Presse
Dans un rapport prospectif sur la transformation digitale de la presse publié l’an dernier, le New York Times préconisait une implication plus forte du lecteur. En France, certains l’expérimentent déjà avec succès.

Le lecteur d’aujourd’hui est sans conteste un homme nouveau. Connecté et créateur de contenus, il vit l’information, la relaie, la commente, avec une implication sans failles. Ce nouveau contrat relationnel, des journalistes comme Jean-Guillaume Santi, responsable des éditions Snapchat Discover pour Lemonde.fr, le ressentent au quotidien : « Nos jeunes lecteurs se sont totalement approprié le média. Les mordus d’actualité nous interrogent comme un moteur de recherche, les autres sur des sujets de société qui peuvent cacher une angoisse plus personnelle, comme le harcèlement à l’école par exemple. Nous répondons à chacun en apportant l’information journalistique nécessaire ou en orientant vers les bons interlocuteurs. » Loin de contester ce dialogue d’égal à égal, Jean-Guillaume Santi lui reconnaît des vertus nouvelles : « Sentir le pouls de son lectorat brise une sorte d’entre-soi et permet de mieux cerner les attentes en termes d’information. » 

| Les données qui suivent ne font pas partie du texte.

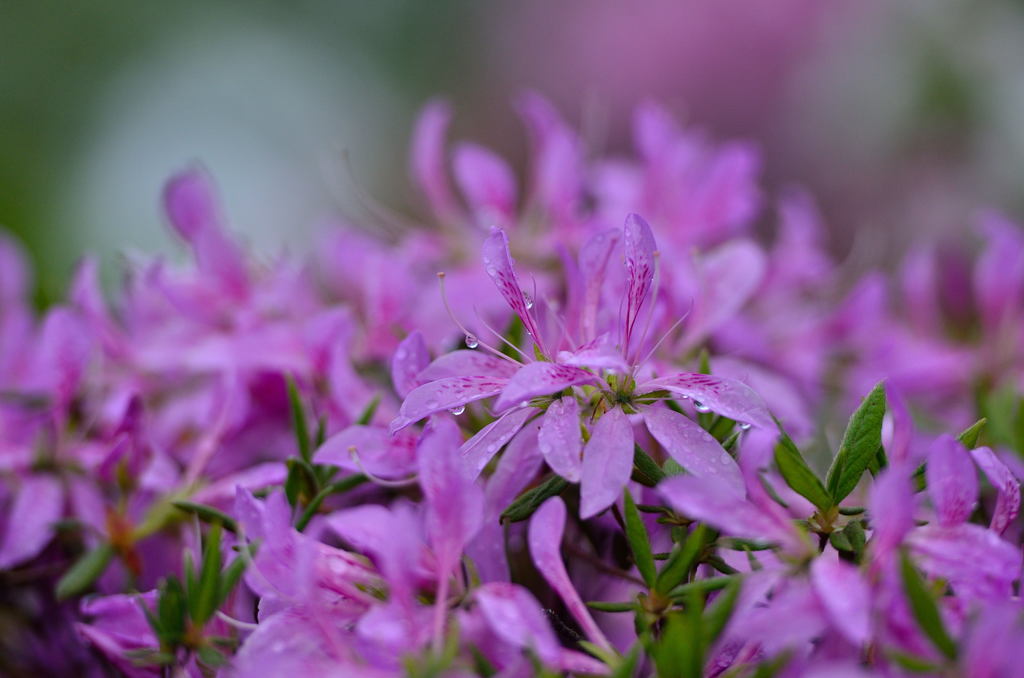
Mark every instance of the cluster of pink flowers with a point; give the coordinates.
(415, 454)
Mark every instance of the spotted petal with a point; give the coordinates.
(693, 448)
(728, 397)
(541, 379)
(607, 463)
(443, 394)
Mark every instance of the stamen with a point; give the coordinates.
(404, 482)
(654, 288)
(467, 333)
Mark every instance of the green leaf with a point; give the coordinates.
(204, 603)
(299, 424)
(925, 609)
(636, 535)
(606, 606)
(719, 612)
(969, 436)
(208, 514)
(527, 503)
(859, 447)
(683, 559)
(85, 570)
(340, 486)
(799, 475)
(645, 470)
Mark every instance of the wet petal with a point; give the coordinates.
(444, 394)
(728, 397)
(693, 448)
(410, 358)
(541, 379)
(1008, 501)
(607, 463)
(545, 539)
(560, 439)
(952, 481)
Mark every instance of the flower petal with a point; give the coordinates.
(952, 480)
(1008, 501)
(477, 451)
(444, 394)
(485, 180)
(639, 246)
(607, 463)
(560, 439)
(409, 361)
(693, 448)
(545, 539)
(513, 613)
(499, 266)
(541, 379)
(728, 397)
(846, 597)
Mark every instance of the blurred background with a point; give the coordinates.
(902, 118)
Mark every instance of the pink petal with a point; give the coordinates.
(607, 463)
(477, 451)
(427, 159)
(513, 613)
(639, 246)
(410, 358)
(560, 439)
(972, 558)
(443, 394)
(485, 180)
(383, 455)
(192, 207)
(726, 396)
(693, 448)
(30, 521)
(541, 379)
(499, 266)
(545, 539)
(729, 276)
(1008, 501)
(454, 501)
(952, 481)
(716, 503)
(468, 364)
(846, 597)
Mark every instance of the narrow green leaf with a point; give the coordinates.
(85, 570)
(683, 558)
(645, 470)
(207, 589)
(342, 485)
(925, 609)
(969, 436)
(859, 446)
(208, 514)
(719, 612)
(799, 475)
(299, 424)
(636, 534)
(527, 503)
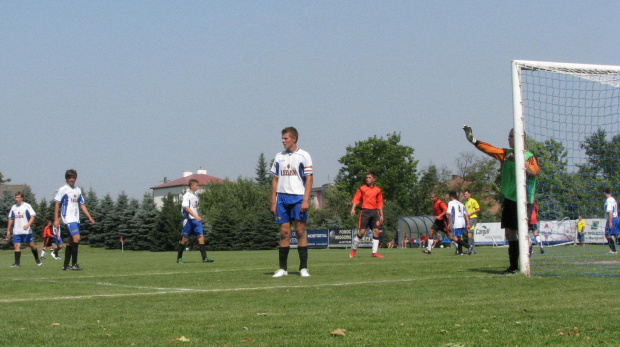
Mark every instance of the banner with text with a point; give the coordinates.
(316, 238)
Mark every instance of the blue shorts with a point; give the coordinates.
(57, 240)
(459, 232)
(615, 226)
(26, 238)
(288, 207)
(191, 227)
(73, 228)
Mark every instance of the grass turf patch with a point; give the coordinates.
(408, 298)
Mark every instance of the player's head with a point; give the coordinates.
(289, 138)
(511, 138)
(70, 174)
(370, 177)
(433, 196)
(19, 197)
(292, 132)
(193, 185)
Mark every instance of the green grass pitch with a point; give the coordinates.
(406, 299)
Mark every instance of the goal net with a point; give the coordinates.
(570, 114)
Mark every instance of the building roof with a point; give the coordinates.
(184, 181)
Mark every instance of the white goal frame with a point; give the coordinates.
(586, 71)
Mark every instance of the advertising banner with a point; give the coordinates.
(316, 238)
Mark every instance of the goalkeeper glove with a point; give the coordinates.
(469, 135)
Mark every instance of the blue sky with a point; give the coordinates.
(131, 92)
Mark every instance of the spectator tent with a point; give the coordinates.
(414, 227)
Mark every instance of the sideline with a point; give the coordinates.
(167, 291)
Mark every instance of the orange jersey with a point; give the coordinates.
(47, 232)
(370, 197)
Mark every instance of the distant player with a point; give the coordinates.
(533, 228)
(21, 217)
(47, 238)
(192, 223)
(439, 211)
(458, 222)
(290, 193)
(612, 222)
(371, 216)
(57, 240)
(581, 226)
(508, 187)
(68, 203)
(473, 208)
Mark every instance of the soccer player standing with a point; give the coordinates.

Pour certains magazines, c’est dans cette richesse inattendue que se trouve probablement le modèle de demain, et les expérimentations se multiplient. Marianne, par exemple, a souhaité remettre le « mariannaute » au centre de son offre éditoriale, notamment sur le pendant numérique. « Nous observions que nos lecteurs étaient engagés et nombreux à souhaiter s’exprimer, en proposant leur témoignage ou en rédigeant de longues contributions sous les articles, relate Delphine Legouté, rédactrice en chef du site. Il était important de les encourager en leur offrant un espace de débat dédié. » Depuis la refonte du site, une dizaine de contributions par semaine et quelque 50 000 commentaires par mois sont scrutés et remontés en conférence de rédaction, pour aller parfois jusqu’à la publication. Un élan que le magazine compte bien amplifier rapidement. 

Aller plus loin

Récemment, Ebdo et son directeur de la stratégie numérique Maxime Guedj ont poussé d’un cran l’expérience : « Nous avons un parti pris très fort, qui consiste à diffuser exclusivement notre contenu sur papier pour ne consacrer notre site qu’au renforcement de notre proximité avec nos lecteurs. » Pour ce faire, deux rubriques phares : « La Fabrique », qui lève le voile sur le quotidien de la rédaction, et surtout « La Source », espace où l’abonné peut proposer sa contribution. Celle-ci pouvant ensuite être utilisée pour réaliser certains papiers sociétaux, le principe induit de nouvelles manières de travailler : « Le numérique nourrit la rédaction, l’inspire et la pousse à se remettre en question », explique Maxime Guedj. Preuve en est le mois dernier, quand Ebdo n’a pas hésité à publier quelques-unes des 200 remontées les plus significatives du lectorat sur l’affaire Nicolas Hulot pour y répondre point par point. Loin des critiques politiques et médiatiques, seuls ces avis semblaient finalement compter. Le dialogue comme nouveau mode de traitement de l’actualité, le pari est osé, mais la tendance est bien là. D’autres titres suivront-ils ?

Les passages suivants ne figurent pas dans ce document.